Whatever the precise definition of the “novel” concept might be, it certainly does not hold “Island” as its epitome. It is comprehensible.
After the release of the acclaimed dystopia known as “Brave New World”, Huxley’s name became forever imprinted into the respectable hall of fame of science fiction writing, which might have hindered his prospects into finding other ways to convey his own opinions. In “Island”, the reader is overcome with the feeling that he might have been coerced into masquerading the book’s message as a “novel”. Despite it, the book reveals tremendous intellectual achievement, and it is efficient in attaining its ultimate goal: to cogently spread an alternative approach to the entire scheme of contemporary life.
In order to accomplish this monstrous task, Huxley utilizes his immense knowledge on the fields of oriental philosophy.
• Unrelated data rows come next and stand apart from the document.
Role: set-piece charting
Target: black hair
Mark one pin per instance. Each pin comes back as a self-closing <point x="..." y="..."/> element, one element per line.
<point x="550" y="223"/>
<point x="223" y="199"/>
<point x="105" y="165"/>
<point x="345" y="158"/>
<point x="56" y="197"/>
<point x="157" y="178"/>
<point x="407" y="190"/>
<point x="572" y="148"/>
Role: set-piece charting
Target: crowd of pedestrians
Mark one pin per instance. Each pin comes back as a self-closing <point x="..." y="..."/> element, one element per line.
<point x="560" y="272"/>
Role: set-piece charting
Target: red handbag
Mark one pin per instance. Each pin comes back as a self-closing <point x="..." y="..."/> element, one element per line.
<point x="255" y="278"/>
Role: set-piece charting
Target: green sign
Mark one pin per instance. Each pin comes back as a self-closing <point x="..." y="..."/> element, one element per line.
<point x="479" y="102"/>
He creates the character of Wll Farnaby, a journalist from an England newspaper, and sends him on his way to Pala, an isolated island over the coast of Asia, on a journey is one of discovery and enlightenment. Once in there, he finds the natives friendly and surprisingly hospitable. Their purpose is to edify his perceptions, and change his true nature. Together, the palanese (Huxley himself) attempt to imprint within his mind their own interpretation of reality.
Huxley’s tale about a utopian society based in oriental philosophy is not a fictional narrative in its traditional sense. It is, instead, a brilliant, creative, and mind warping essay about the current state of occidental civilization.